The basic penalty for using a microkernel is one extra copy and context switch for every file system operation. If your system is doing anything besides I/O, you'll probably never notice. If you're running a web server that serves mostly plain pages (little Perl, Java, PHP, etc.), you'd probably notice the overhead.
So why are microkernels so rare? They're hard to write well. You can't just hack them together like a UNIX clone. There are some tough design problems to be solved. If those are botched, message passing performance will be terrible. Message passing and CPU scheduling need to work together. This forces certain design decisions in the scheduler. It's also why adding message passing to an existing system tends not to work well. The Hurd crowd has been thrashing on this issue for a decade. I would have loved to see something as good as QNX from the Hurd people. But it didn't happen.
Mach didn't really work out as a microkernel. Mach started from 4.3BSD (considered bloated in its day), and versions of Mach below 3 had 4.3BSD in the kernel. MacOS X is not a microkernel system; the BSD stuff is in the kernel. Basically, retrofitting a microkernel architecture to an existing UNIX kernel didn't work.
What you do get from a microkernel like QNX is predictablity. The kernel changes very little and is very reliable. Good microkernels, like QNX and IBM's VM, settle down into versions that almost never change and have very long MTBFs. This brings down total cost of ownership.
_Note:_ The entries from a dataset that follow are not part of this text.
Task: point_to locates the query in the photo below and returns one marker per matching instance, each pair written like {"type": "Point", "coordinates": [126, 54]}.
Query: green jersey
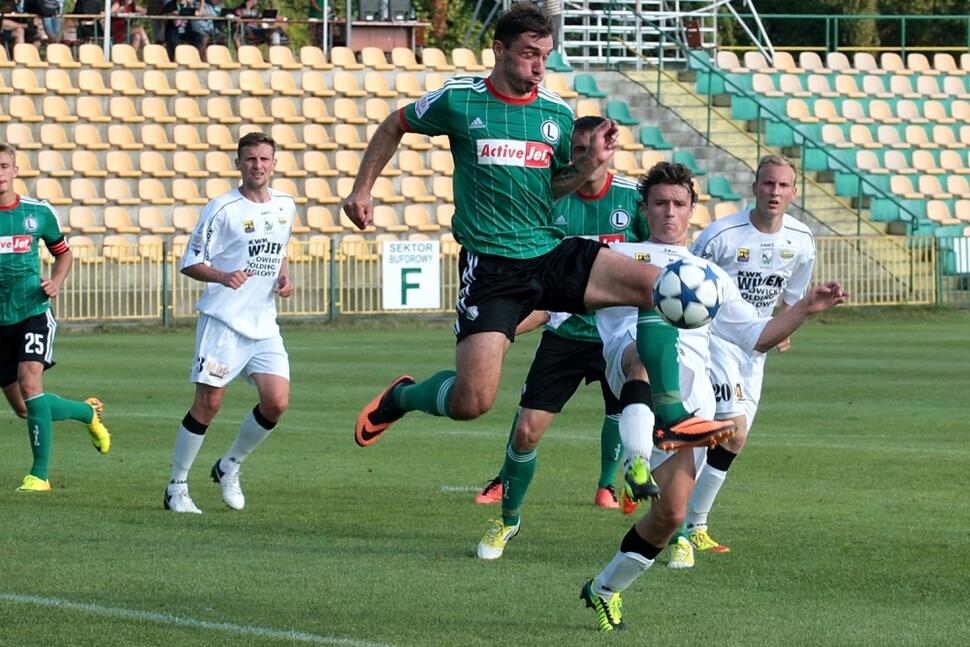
{"type": "Point", "coordinates": [611, 216]}
{"type": "Point", "coordinates": [22, 226]}
{"type": "Point", "coordinates": [506, 152]}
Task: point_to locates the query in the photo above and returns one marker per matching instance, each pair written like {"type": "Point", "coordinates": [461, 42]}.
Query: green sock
{"type": "Point", "coordinates": [63, 409]}
{"type": "Point", "coordinates": [610, 450]}
{"type": "Point", "coordinates": [517, 473]}
{"type": "Point", "coordinates": [39, 434]}
{"type": "Point", "coordinates": [430, 396]}
{"type": "Point", "coordinates": [680, 532]}
{"type": "Point", "coordinates": [657, 348]}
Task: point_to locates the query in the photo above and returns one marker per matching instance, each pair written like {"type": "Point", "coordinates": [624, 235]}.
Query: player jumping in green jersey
{"type": "Point", "coordinates": [27, 325]}
{"type": "Point", "coordinates": [510, 138]}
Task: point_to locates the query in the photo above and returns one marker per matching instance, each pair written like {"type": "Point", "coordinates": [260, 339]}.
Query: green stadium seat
{"type": "Point", "coordinates": [720, 188]}
{"type": "Point", "coordinates": [687, 159]}
{"type": "Point", "coordinates": [556, 63]}
{"type": "Point", "coordinates": [618, 111]}
{"type": "Point", "coordinates": [651, 137]}
{"type": "Point", "coordinates": [585, 84]}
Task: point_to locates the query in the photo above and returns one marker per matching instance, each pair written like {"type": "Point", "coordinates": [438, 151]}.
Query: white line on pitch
{"type": "Point", "coordinates": [165, 619]}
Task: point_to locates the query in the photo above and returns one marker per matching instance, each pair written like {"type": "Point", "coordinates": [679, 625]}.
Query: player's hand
{"type": "Point", "coordinates": [360, 209]}
{"type": "Point", "coordinates": [50, 287]}
{"type": "Point", "coordinates": [602, 142]}
{"type": "Point", "coordinates": [234, 280]}
{"type": "Point", "coordinates": [284, 287]}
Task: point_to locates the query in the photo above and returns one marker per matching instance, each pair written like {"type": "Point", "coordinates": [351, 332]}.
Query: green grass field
{"type": "Point", "coordinates": [847, 512]}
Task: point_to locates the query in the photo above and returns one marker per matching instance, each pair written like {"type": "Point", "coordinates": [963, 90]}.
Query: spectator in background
{"type": "Point", "coordinates": [180, 31]}
{"type": "Point", "coordinates": [123, 30]}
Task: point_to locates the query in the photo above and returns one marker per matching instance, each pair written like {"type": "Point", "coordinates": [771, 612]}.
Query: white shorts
{"type": "Point", "coordinates": [736, 377]}
{"type": "Point", "coordinates": [221, 354]}
{"type": "Point", "coordinates": [695, 389]}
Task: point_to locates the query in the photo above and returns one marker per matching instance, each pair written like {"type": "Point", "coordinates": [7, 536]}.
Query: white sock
{"type": "Point", "coordinates": [636, 430]}
{"type": "Point", "coordinates": [702, 498]}
{"type": "Point", "coordinates": [187, 447]}
{"type": "Point", "coordinates": [620, 573]}
{"type": "Point", "coordinates": [251, 434]}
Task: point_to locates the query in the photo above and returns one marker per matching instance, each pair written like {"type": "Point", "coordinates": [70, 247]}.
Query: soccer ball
{"type": "Point", "coordinates": [686, 293]}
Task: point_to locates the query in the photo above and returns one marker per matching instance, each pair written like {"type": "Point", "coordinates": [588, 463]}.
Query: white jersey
{"type": "Point", "coordinates": [767, 268]}
{"type": "Point", "coordinates": [232, 234]}
{"type": "Point", "coordinates": [738, 319]}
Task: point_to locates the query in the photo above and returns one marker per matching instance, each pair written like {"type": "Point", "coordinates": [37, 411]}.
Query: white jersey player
{"type": "Point", "coordinates": [770, 257]}
{"type": "Point", "coordinates": [668, 201]}
{"type": "Point", "coordinates": [238, 249]}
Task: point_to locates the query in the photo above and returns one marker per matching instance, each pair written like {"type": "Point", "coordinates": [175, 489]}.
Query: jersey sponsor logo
{"type": "Point", "coordinates": [620, 219]}
{"type": "Point", "coordinates": [511, 152]}
{"type": "Point", "coordinates": [18, 244]}
{"type": "Point", "coordinates": [550, 131]}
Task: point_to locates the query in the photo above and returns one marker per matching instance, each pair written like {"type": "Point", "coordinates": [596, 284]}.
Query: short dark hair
{"type": "Point", "coordinates": [521, 18]}
{"type": "Point", "coordinates": [254, 139]}
{"type": "Point", "coordinates": [587, 124]}
{"type": "Point", "coordinates": [667, 173]}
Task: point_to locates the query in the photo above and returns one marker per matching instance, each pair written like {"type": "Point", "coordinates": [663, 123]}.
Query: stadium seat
{"type": "Point", "coordinates": [373, 58]}
{"type": "Point", "coordinates": [121, 137]}
{"type": "Point", "coordinates": [344, 58]}
{"type": "Point", "coordinates": [251, 111]}
{"type": "Point", "coordinates": [403, 59]}
{"type": "Point", "coordinates": [82, 219]}
{"type": "Point", "coordinates": [156, 137]}
{"type": "Point", "coordinates": [585, 84]}
{"type": "Point", "coordinates": [435, 59]}
{"type": "Point", "coordinates": [251, 57]}
{"type": "Point", "coordinates": [314, 59]}
{"type": "Point", "coordinates": [220, 82]}
{"type": "Point", "coordinates": [187, 83]}
{"type": "Point", "coordinates": [281, 57]}
{"type": "Point", "coordinates": [117, 162]}
{"type": "Point", "coordinates": [186, 164]}
{"type": "Point", "coordinates": [153, 163]}
{"type": "Point", "coordinates": [188, 57]}
{"type": "Point", "coordinates": [219, 56]}
{"type": "Point", "coordinates": [118, 220]}
{"type": "Point", "coordinates": [53, 164]}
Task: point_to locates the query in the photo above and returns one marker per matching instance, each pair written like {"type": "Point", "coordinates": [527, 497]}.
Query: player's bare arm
{"type": "Point", "coordinates": [358, 206]}
{"type": "Point", "coordinates": [818, 299]}
{"type": "Point", "coordinates": [208, 274]}
{"type": "Point", "coordinates": [62, 265]}
{"type": "Point", "coordinates": [602, 144]}
{"type": "Point", "coordinates": [284, 287]}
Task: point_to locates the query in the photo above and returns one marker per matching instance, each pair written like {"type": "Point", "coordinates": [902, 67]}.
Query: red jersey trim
{"type": "Point", "coordinates": [513, 100]}
{"type": "Point", "coordinates": [601, 193]}
{"type": "Point", "coordinates": [12, 205]}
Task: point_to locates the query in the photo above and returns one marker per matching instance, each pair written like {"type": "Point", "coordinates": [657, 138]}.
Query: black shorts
{"type": "Point", "coordinates": [497, 292]}
{"type": "Point", "coordinates": [31, 340]}
{"type": "Point", "coordinates": [560, 365]}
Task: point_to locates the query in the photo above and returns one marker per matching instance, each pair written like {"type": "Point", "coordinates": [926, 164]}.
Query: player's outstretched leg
{"type": "Point", "coordinates": [491, 493]}
{"type": "Point", "coordinates": [100, 437]}
{"type": "Point", "coordinates": [606, 608]}
{"type": "Point", "coordinates": [375, 418]}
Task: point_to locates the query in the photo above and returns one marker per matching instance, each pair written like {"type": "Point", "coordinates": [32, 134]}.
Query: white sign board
{"type": "Point", "coordinates": [411, 273]}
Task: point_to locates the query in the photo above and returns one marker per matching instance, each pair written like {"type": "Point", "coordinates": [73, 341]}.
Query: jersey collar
{"type": "Point", "coordinates": [600, 193]}
{"type": "Point", "coordinates": [12, 205]}
{"type": "Point", "coordinates": [513, 100]}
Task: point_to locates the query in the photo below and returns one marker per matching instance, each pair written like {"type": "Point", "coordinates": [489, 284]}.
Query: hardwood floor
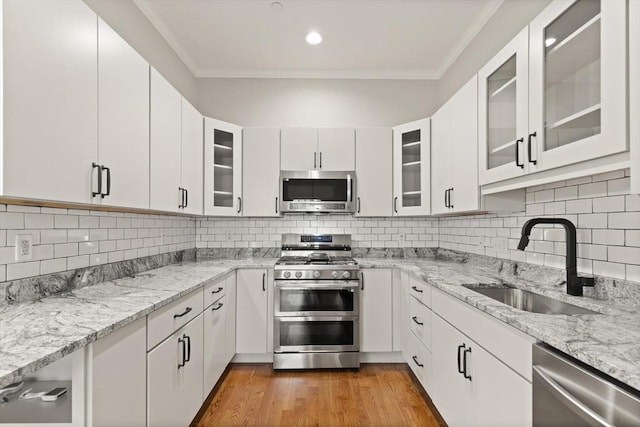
{"type": "Point", "coordinates": [376, 395]}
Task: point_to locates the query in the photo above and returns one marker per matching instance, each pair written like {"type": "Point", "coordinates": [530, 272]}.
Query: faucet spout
{"type": "Point", "coordinates": [574, 282]}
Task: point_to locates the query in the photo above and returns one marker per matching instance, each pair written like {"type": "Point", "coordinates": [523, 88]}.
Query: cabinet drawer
{"type": "Point", "coordinates": [420, 361]}
{"type": "Point", "coordinates": [163, 322]}
{"type": "Point", "coordinates": [420, 290]}
{"type": "Point", "coordinates": [509, 345]}
{"type": "Point", "coordinates": [420, 321]}
{"type": "Point", "coordinates": [214, 291]}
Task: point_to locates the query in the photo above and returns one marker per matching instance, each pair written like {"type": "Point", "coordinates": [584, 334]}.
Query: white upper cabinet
{"type": "Point", "coordinates": [411, 168]}
{"type": "Point", "coordinates": [569, 106]}
{"type": "Point", "coordinates": [578, 81]}
{"type": "Point", "coordinates": [192, 159]}
{"type": "Point", "coordinates": [165, 147]}
{"type": "Point", "coordinates": [336, 149]}
{"type": "Point", "coordinates": [261, 171]}
{"type": "Point", "coordinates": [374, 172]}
{"type": "Point", "coordinates": [123, 115]}
{"type": "Point", "coordinates": [503, 109]}
{"type": "Point", "coordinates": [50, 100]}
{"type": "Point", "coordinates": [222, 168]}
{"type": "Point", "coordinates": [320, 149]}
{"type": "Point", "coordinates": [454, 145]}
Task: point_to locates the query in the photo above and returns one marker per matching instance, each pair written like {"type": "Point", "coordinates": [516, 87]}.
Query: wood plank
{"type": "Point", "coordinates": [376, 395]}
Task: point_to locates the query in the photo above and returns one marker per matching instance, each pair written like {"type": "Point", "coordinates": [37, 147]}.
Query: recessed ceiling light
{"type": "Point", "coordinates": [314, 37]}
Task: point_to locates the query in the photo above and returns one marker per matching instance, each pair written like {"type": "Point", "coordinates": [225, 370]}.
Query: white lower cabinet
{"type": "Point", "coordinates": [470, 385]}
{"type": "Point", "coordinates": [376, 319]}
{"type": "Point", "coordinates": [174, 377]}
{"type": "Point", "coordinates": [125, 349]}
{"type": "Point", "coordinates": [251, 316]}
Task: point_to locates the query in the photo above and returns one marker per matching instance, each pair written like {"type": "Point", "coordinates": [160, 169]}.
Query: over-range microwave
{"type": "Point", "coordinates": [317, 191]}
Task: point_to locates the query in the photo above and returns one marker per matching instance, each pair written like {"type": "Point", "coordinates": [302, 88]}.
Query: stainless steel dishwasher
{"type": "Point", "coordinates": [566, 393]}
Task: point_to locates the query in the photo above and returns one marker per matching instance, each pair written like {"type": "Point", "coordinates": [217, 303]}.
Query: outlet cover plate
{"type": "Point", "coordinates": [24, 247]}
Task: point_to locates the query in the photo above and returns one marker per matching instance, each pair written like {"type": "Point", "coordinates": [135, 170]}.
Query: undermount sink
{"type": "Point", "coordinates": [529, 301]}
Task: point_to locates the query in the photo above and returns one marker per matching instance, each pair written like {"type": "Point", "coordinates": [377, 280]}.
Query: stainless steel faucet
{"type": "Point", "coordinates": [575, 283]}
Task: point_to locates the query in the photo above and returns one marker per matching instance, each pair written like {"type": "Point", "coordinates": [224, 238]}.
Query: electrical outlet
{"type": "Point", "coordinates": [24, 247]}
Linux was written on Minix and based partly on it (and partly on many other operating systems). But Linux does not and never did contain any Minix source code. For one Linux is a monolithic kernel and Minix is a microkernel. Not just different code but entirely different implementations. I highly recomment reading a usernet post from Andy Tanenbaum in 1992 titled "LINUX is obsolete" and the corresponding response from Linus.
Saying Java is nice because it works on all OS's is like saying that anal sex is nice because it works on all genders.
Hmmm, No...
It's a widely perpetuated myth that NT is a microkernel. It may have started out that way, but has long since grown through millikernel, centikernel, decikernel to full blown kernel... (and beyond if you count browser, media player and kitchen sink OS embedding)
The linked letter from Prof Tanenbaum touches on this point too... He says:
Dynamically loadable modules does not make Linux a microkernel design. It would only be a microkernel if the filesystem code ran in a different address space. But because ext3.o runs in the same address space as the kernel, it is most definitely a monolithic design. It is not a "microkernel design running as a monolithic kernel". That's just a nonsensical statement.
You clearly understand that the significant distinction between microkernel and monolithic is the address space for the subsystems. So I can't understand why you'd suggest that kernel modules makes Linux "essentially a microkernel design". Look at the address space for ext3.o; it's kernel space.
I don't see Linux evolving into a microkernel until there's hardware support for cross address space branching. Don't hold your breath.